The previous two offseasons have left us with a new, unexpected baseball term: Victim of the Qualifying Offer, which refers to a player who has spurned the offer in search of longer-term riches only to regret how he played his hand.
Doing away with Major League Baseball’s Type A-B free-agent system and implementing the one-year qualifying offers at the end of the last collective bargaining agreement made understanding free agency much simpler. Under the new rules, teams can offer their free agents a one-year contract worth the average salary of the game’s 125 highest-paid players, and if the player rejects the offer, that team receives a compensatory draft pick between the next year’s first and second rounds. Conversely, the team who signs that player loses its top unprotected pick.

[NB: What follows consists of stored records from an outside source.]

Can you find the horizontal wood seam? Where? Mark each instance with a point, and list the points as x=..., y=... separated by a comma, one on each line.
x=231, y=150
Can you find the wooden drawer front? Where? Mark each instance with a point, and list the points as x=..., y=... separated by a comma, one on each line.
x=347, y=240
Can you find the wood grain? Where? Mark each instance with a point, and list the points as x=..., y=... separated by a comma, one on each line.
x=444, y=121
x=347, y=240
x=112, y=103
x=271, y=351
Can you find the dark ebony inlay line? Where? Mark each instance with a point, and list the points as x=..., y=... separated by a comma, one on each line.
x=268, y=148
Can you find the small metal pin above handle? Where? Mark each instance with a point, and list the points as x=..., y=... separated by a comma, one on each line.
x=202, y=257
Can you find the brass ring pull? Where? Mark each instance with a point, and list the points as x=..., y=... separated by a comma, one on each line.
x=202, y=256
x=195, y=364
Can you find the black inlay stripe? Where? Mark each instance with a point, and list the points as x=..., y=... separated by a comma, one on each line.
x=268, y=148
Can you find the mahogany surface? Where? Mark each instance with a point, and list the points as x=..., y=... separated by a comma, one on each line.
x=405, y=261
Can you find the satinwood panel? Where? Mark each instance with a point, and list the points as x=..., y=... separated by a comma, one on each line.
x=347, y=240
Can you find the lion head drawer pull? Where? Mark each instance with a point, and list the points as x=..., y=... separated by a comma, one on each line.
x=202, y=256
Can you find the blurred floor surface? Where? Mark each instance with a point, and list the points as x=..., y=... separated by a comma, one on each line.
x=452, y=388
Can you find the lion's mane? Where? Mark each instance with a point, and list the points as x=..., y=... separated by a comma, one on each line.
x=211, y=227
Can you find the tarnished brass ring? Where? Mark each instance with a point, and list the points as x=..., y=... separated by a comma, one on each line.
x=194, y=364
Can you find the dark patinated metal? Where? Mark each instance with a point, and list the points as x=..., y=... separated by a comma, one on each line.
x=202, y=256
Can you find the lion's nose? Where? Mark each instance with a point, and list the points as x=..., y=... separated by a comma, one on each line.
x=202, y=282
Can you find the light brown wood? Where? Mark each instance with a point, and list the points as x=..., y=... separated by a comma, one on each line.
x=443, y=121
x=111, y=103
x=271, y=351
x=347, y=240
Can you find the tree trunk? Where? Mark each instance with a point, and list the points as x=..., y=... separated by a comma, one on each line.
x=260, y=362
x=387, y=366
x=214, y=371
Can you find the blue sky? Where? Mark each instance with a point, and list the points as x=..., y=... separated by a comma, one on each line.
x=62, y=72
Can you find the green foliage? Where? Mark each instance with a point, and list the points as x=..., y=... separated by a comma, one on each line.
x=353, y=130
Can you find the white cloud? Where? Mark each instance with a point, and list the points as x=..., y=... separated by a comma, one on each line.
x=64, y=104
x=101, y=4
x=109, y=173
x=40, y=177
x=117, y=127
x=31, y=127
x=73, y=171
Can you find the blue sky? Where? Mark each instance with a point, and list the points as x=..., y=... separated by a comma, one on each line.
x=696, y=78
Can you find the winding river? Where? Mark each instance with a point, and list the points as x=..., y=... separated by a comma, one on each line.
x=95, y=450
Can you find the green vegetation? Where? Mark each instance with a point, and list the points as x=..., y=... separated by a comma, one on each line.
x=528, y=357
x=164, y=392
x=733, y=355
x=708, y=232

Simple, right? Sure it is. Still, despite the new system being easier for the casual fan to comprehend, it has resulted in baffling outcomes for players who have either received, turned down and/or had their stock severely hindered in the free-agent market because they are attached to draft-pick compensation.
“You hate to say it, but it really messes up free agency for guys who worked hard,” Stephen Drew told CBSSports.com insider Jon Heyman last February before he eventually signed with the Boston Red Sox (but not until late May). “A lot of people don’t want to give up that first-round pick, and that’s what it boils down to. It’s unusual.”
Based on what we have witnessed the last two falls, winters and even springs, this current offseason is actually the abnormality. When Melky Cabrera signed with the Chicago White Sox last week, it officially broke the Curse of the Qualifying Offer.
This offseason had 12 players receive and reject the qualifying offer of $15.3 million—none of the 33 players extended the one-year deal over the last three offseasons has accepted the offer—and only Max Scherzer and James Shields remain unsigned. However, their availability is all about the market playing out and cost rather than draft-pick compensation.
Last season, Drew was not alone in free-agent purgatory. Ervin Santana, Nelson Cruz and especially Kendrys Morales had their stocks crippled by draft-pick compensation. All of them ended up with one-year deals agreed to either late in the process or for significantly less money than they would have made by accepting the qualifying offer or both. Morales signed with the Minnesota Twins after the June amateur draft, when his compensation was voided.
This year, there figured to be at least one solid candidate to regret declining the qualifying offer had he actually done so. The Colorado Rockies offered the one-year deal to Michael Cuddyer, a shocking move considering the Rockies’ outfield logjam, that Cuddyer played in 280 games in his three seasons with Colorado and that he had severe Coors Field/road splits. Cuddyer seemed likely to accept the offer since a multiyear deal for him appeared uncertain, plus if he rejected the qualifying offer, he would have been the safe bet to see his free agency extend well beyond the new year.
But then the New York Mets came calling with a stunning two-year, $21 million contract. Knowing what had happened to other non-top-tier free agents before him, Cuddyer was set to accept the Rockies’ offer had the Mets deal not come together.
Cuddyer, 36 next season, was the offseason’s first significant signing, and it was a sign of things to come in an offense-starved market. Virtually any hitter with a pulse became coveted, including those tied to a draft pick.
Victor Martinez, Pablo Sandoval and Hanley Ramirez were the first dominoes to tumble after Cuddyer, although they were never candidates to be QO victims. Russell Martin followed, but due to his defensive and pitch-framing attributes, he was also never likely to see his free agency extend into the late winter or early spring.
Cruz, who rejected last year’s offer and ended up almost inexplicably waiting until late February to sign a one-year, $8 million deal with the Baltimore Orioles, signed a four-year, $57 million deal with the Seattle Mariners before the winter meetings. This year, neither draft-pick compensation nor a Biogenesis suspension was a factor, and no one expected it to be.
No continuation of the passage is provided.